Im Vorfeld der Wahlen gab es Ablehnung und Zuspruch für die Frauen aus unterschiedlichen politischen Richtungen. Besorgte Bürger wollten verhindern, dass Frauen gewählt werden, und schalteten entsprechende Anzeigen im Wochenblatt. Bürgerliche Wähler befürchteten einen zu großen Stimmenanteil der SPD, da sie die  Wählerinnen der sozialdemokratischen Partei für politisch interessierter und aktiver hielten. Im Wochenblatt riefen sie deshalb die Bürgerfrauen dringend dazu auf, ihr Wahlrecht auszuüben.
Eine Annonce aus dem bürgerlichen Lager appellierte an die Wähler, keiner der beiden Kandidatinnen die Stimme zu geben. Den Frauen wurde die Befähigung zum Gemeinderatsamt abgesprochen.
 
Am Tag der Gemeinderatswahl gab es 1027 Wahlberechtigte, davon 547 Frauen
und, wenige Monate nach dem Ende des 1. Weltkriegs, 470 Männer.
791 Wähler gaben ihre Stimmen ab, davon 410 Frauen (74 % der Wahlberechtigten) und 381 Männer (81 %). Die Wahlbeteiligung lag bei 77 %.
Jeder Wähler konnte 16 Stimmen vergeben, es konnten bis zu 3 Stimmen auf einen Kandidaten vereinigt werden.
Es gab nur 6 ungültige Stimmzettel, 25 Stimmzettel, die nicht die Höchstzahl der möglichen Stimmen aufwiesen, wurden für gültig erklärt und mitgezählt.
Stefanie Lutz wurde mit 390 Stimmen als erste Gemeinderätin Weil der Stadts gewählt. Agnes Schwab erhielt 230 Stimmen, die für einen Sitz im Gemeinderat nicht ausreichten.
 
Der Gemeinderat setzte sich aus 16 Personen zusammen, von denen die 8 Kandidaten mit den meisten Stimmen, auf 6 Jahre gewählt wurden, die übrigen 8 nur auf 3 Jahre.
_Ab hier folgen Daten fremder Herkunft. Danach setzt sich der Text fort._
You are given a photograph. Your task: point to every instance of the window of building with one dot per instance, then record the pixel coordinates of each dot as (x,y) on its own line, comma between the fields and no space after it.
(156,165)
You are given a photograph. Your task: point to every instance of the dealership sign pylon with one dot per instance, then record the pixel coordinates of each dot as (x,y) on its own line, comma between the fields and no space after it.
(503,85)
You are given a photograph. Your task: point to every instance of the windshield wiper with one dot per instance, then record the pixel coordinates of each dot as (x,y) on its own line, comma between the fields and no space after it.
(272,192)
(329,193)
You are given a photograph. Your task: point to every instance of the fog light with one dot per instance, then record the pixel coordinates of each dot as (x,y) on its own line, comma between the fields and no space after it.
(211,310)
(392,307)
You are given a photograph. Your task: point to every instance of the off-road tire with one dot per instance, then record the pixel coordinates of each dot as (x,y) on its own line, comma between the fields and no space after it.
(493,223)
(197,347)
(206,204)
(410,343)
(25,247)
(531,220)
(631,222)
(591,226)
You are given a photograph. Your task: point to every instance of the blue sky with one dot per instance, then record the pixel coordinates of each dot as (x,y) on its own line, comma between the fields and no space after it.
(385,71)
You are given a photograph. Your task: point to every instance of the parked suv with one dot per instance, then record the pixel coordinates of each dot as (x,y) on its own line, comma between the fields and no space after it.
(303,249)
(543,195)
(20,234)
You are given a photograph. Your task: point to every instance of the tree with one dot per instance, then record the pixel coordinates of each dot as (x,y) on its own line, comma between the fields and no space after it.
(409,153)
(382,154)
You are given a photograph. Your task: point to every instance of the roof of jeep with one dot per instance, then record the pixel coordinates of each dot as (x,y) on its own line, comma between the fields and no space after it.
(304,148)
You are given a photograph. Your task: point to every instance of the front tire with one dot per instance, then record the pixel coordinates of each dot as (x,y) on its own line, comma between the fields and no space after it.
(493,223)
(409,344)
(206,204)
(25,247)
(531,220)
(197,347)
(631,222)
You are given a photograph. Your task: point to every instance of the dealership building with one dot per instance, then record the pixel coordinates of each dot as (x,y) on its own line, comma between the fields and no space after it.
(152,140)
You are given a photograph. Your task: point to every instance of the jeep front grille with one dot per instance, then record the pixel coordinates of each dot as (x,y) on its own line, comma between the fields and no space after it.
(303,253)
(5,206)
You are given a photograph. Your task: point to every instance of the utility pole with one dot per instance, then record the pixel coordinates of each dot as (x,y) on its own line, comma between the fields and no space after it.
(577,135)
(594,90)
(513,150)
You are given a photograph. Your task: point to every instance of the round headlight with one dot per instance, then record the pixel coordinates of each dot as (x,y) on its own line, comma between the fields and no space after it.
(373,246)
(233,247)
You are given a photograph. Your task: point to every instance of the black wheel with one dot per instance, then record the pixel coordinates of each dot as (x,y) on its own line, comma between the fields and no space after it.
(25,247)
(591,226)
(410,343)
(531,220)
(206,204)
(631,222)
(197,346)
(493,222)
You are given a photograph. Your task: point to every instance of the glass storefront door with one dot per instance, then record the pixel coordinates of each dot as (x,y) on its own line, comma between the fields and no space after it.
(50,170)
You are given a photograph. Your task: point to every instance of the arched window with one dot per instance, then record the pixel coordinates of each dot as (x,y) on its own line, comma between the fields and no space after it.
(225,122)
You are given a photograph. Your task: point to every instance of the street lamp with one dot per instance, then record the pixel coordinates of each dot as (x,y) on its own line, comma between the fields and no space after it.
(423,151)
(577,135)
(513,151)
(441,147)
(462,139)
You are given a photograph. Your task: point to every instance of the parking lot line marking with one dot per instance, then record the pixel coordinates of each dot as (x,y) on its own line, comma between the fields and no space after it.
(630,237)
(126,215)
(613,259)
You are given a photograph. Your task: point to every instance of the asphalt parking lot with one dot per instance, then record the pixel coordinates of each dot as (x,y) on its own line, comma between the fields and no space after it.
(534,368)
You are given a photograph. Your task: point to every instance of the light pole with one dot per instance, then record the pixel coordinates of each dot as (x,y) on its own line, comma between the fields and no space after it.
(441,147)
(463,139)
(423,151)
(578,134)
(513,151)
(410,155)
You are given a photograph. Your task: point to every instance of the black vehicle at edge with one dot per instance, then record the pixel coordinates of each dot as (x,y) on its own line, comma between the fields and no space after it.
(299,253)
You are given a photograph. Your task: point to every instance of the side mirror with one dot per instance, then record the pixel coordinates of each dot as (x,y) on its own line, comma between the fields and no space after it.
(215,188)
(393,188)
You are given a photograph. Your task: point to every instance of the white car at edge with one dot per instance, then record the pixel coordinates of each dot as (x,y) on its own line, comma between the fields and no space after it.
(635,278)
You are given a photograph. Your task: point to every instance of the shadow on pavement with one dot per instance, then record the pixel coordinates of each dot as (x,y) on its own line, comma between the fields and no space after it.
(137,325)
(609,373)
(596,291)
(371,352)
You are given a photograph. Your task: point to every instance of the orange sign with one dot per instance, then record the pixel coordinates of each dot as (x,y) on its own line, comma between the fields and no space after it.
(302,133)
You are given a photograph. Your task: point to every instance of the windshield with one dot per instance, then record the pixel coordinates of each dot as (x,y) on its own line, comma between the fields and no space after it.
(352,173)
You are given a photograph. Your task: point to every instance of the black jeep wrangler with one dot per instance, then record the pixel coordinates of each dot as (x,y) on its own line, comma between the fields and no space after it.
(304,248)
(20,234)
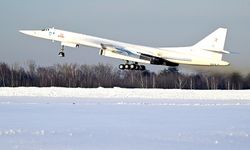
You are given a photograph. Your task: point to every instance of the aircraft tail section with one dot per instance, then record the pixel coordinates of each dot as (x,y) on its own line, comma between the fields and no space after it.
(214,42)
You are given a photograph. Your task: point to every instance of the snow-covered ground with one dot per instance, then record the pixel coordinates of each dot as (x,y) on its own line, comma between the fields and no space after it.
(76,119)
(127,93)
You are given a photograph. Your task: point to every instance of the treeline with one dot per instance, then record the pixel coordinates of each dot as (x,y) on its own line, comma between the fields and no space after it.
(93,76)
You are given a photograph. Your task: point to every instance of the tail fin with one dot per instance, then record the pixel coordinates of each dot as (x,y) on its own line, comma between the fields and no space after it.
(214,42)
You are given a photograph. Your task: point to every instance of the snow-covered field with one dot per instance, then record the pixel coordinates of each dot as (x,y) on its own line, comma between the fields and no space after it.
(76,119)
(127,93)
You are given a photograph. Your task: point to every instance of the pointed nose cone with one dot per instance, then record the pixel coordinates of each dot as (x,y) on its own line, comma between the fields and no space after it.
(28,32)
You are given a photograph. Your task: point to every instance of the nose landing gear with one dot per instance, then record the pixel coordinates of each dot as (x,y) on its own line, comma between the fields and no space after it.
(61,53)
(132,67)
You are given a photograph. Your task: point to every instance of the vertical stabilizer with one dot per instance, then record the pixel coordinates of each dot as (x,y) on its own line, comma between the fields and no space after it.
(213,42)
Sie schieden aus oder stellten sich zur Wiederwahl zur Verfügung. Bei der folgenden Wahl 1922 wurden dann wiederum 8 Kandidaten auf 6 Jahre in den Gemeinderat gewählt. Durch dieses Prinzip, das schon im Kaiserreich gegolten hatte, erhielt der Gemeinderat alle 3 Jahre eine neue Zusammensetzung.